EmiratesGBC launched the BEA Energy and Water Benchmarking Report to support the labelling scheme, evaluate the performance of hotels, schools and malls, and support the retrofit market.
He went on to explain the definition of net-zero buildings. He said: “Historically, a Zero Energy Building (ZEB) has been interpreted as an off-grid building with an autonomous energy supply. Renewable energy and distributed generation systems were considered to supply and operate these buildings. In some cases, and in order to overcome the seasonal mismatch between demand and supply, these renewable energy systems were oversized. This raised concerns with regards to the loss of generated energy, environmental impacts of the storage systems and other sustainability issues.”
To address these matters, the concept of ZEB was reviewed to consider reducing the energy demand, installing energy efficient equipment, and relying on the public grid as a sink and/or source of energy.
Fayyad said: “Renewable energy also plays a critical role in Nearly Zero Energy Buildings, Net Zero Energy Buildings and Net Plus Energy Buildings. It has been widely adopted as a primary energy source in these buildings to balance the energy use after demand and energy reduction. The difference between the energy consumption and energy generation reflects the ZEB target.”
In the UAE, particularly, a Nearly Zero Energy Building (nZEB) in the UAE can be defined as a highly energy efficient building with a site EUI less than 90 kWh/m2/year and covers a significant portion of its annual energy use by renewable energy sources produced on-site or off-site.

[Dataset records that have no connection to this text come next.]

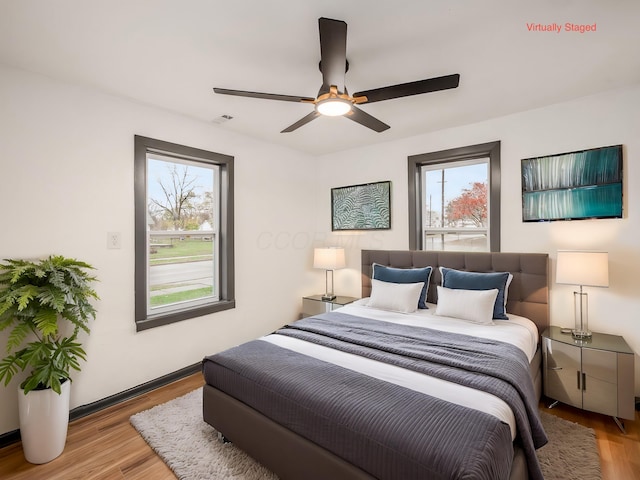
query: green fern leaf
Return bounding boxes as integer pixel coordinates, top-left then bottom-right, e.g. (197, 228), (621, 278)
(6, 321), (32, 352)
(20, 341), (52, 367)
(17, 285), (40, 311)
(0, 354), (20, 386)
(37, 286), (66, 312)
(33, 308), (59, 337)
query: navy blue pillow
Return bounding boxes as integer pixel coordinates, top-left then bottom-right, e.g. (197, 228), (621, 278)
(372, 263), (432, 309)
(440, 267), (512, 320)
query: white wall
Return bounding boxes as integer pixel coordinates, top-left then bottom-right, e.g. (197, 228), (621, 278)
(315, 84), (640, 395)
(0, 65), (320, 435)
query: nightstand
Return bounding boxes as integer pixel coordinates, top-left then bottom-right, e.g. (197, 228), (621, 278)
(301, 295), (358, 318)
(542, 326), (635, 432)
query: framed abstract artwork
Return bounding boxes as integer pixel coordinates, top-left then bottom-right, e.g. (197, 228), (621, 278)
(521, 145), (623, 222)
(331, 181), (391, 231)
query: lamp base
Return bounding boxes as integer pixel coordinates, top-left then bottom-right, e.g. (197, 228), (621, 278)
(572, 329), (592, 339)
(572, 290), (592, 340)
(321, 293), (337, 301)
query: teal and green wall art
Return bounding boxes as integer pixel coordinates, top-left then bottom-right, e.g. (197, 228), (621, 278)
(331, 181), (391, 231)
(521, 145), (623, 222)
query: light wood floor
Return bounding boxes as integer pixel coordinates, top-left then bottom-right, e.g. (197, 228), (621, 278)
(0, 373), (638, 479)
(0, 373), (205, 480)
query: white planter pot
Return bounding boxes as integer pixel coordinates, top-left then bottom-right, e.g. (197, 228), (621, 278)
(18, 380), (71, 464)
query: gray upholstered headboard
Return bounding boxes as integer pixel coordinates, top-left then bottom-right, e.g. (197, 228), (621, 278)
(362, 250), (549, 334)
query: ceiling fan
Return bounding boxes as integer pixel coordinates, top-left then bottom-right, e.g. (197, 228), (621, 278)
(213, 17), (460, 133)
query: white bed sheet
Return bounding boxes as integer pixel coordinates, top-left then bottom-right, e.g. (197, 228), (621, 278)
(258, 301), (543, 440)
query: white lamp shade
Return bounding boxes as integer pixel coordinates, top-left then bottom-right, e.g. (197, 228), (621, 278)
(313, 248), (346, 270)
(556, 250), (609, 287)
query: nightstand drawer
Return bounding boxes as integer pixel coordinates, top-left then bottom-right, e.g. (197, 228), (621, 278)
(582, 348), (618, 416)
(543, 337), (582, 408)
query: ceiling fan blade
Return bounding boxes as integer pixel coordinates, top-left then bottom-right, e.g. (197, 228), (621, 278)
(318, 17), (347, 94)
(214, 88), (314, 103)
(281, 111), (321, 133)
(345, 106), (390, 132)
(353, 74), (460, 104)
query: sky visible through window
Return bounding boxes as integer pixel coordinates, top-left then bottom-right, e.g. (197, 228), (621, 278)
(147, 156), (214, 220)
(424, 163), (487, 222)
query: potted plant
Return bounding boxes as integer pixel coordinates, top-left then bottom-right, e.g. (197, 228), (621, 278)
(0, 255), (98, 464)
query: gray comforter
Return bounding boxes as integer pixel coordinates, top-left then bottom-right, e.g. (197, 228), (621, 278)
(279, 312), (548, 479)
(202, 312), (547, 480)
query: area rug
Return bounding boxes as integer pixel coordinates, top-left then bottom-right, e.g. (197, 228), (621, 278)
(130, 388), (601, 480)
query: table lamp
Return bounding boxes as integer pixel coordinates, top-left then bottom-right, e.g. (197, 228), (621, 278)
(556, 250), (609, 339)
(313, 247), (346, 301)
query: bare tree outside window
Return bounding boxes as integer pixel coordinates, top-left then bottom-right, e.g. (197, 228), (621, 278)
(149, 164), (199, 231)
(148, 163), (214, 231)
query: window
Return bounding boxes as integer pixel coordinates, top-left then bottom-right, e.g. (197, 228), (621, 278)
(422, 159), (489, 251)
(134, 136), (234, 331)
(408, 141), (500, 252)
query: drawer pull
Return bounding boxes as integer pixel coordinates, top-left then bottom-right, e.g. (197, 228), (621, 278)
(549, 367), (562, 371)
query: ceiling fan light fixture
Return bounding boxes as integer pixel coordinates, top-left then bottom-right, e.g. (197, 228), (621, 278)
(213, 18), (460, 133)
(316, 98), (352, 116)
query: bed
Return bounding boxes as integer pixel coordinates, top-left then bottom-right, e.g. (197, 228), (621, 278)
(202, 249), (550, 480)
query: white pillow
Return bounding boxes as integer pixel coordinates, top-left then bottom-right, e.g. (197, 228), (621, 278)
(434, 286), (499, 325)
(367, 279), (425, 314)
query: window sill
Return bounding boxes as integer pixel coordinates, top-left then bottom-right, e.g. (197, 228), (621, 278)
(135, 299), (236, 332)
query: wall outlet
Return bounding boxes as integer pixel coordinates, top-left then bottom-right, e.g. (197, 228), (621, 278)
(107, 232), (122, 249)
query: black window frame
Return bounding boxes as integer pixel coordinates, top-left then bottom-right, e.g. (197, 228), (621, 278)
(134, 135), (234, 331)
(408, 141), (501, 252)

To support the net zero movement, World GBC launched a project in 2017 called Advancing Net Zero (ANZ), which aims to promote and support the acceleration of net zero carbon buildings to all new buildings operating at net zero carbon by 2030 and all existing buildings by 2050.
GBCs committed to the ANZ have developed different pathways to support this movement - developing net zero certification schemes, engagement with corporate members and government, and developing industry capacity through training and education activities.
As part of the same project, WGBC launched the Net Zero Carbon Buildings Commitment, which challenges companies, cities, states and regions to reach Net Zero operating emissions in their portfolios by 2030, and to advocate for all buildings to be Net Zero in operation by 2050.
Fayyad said: “We have 22 cities and 18 businesses that are committed to this including one UAE-based leading developer Majid Al Futtaim.
“I encourage you all to check this initiative and join the commitment to demonstrate the leadership of the MEP industry in mitigating climate change.”